Beyond doubt it is passing through a moment of mediocrity. This is not because its public is beginning to break up. Publishers and readers demand novels. In default of genuinely new novels many old ones are reissued and read again and cheap reprints are swarming. Every new novel in which any grain of originality can be perceived is discussed and brought into the light and sells satisfactorily. And yet nothing so far has told us of the appearance of the Flaubert, the Zola, the Maupassant of to-morrow.
Naturalism proves to have been the last great school, massive, compact, and powerful, of the French novel. Well, the survivors of the naturalist movement, such as MM. Céard, Hennique, Descaves, have ceased to write novels or else, if they still write them, have given up completely the methods of naturalism, and seek, without success, to adapt themselves to new tastes. It is not, however, impossible that in a little time from now naturalism in several ways may again be somewhat in fashion. There is a tendency among young writers and critics to revise the judgment given in the case of Zola, as the judgment on Dickens has been revised in England, and to consider that the poverty and emptiness of his last books has unjustly thrown a shadow on the profound and powerful works of his maturity. Those works, born of the war, which have been most favourably received, have been on the whole inspired by naturalist methods of observation and composition. The European success of Le Feu is due in large part to the fact that the author applies to the great war the point of view and the methods of Zola. It was also from the point of view of the story of a squad that Zola wrote La Débâcle.

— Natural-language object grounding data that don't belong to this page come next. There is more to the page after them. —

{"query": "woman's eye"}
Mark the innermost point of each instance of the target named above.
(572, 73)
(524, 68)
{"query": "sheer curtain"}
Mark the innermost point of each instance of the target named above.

So far the novel of manners and psychology born of the war has only been attempted by writers of the older generation, that which knew the masters of the naturalist novel, which lived their life, which took part, from one side or another of the barricade, in their struggles.
I am here thinking especially of the works written during the war by the doyen of the French novel, M. Paul Bourget. M. Bourget occupies to-day in the novel a position analogous to that of Zola in his last years. The young literary generation is hostile to him or regards him with contemptuous indifference, except that part of this generation which is grouped round M. Maurras, whose political ideas he has adopted. He is justly reproached with a painful style, with conventional psychology in upper and middle class surroundings, with laborious intrigues carried out according to antiquated formulæ. He must be regarded, nevertheless, with respect as a great worker, who seeks conscientiously to extend the limits of his manner, and, above all, as the sole representative to-day of the old tradition of the French novelists of the nineteenth century—that of Balzac, of Sand, of Flaubert, of Maupassant, of Zola. Perhaps he marks the irremediable decadence of this style which the twentieth century will replace by one more supple and more precise.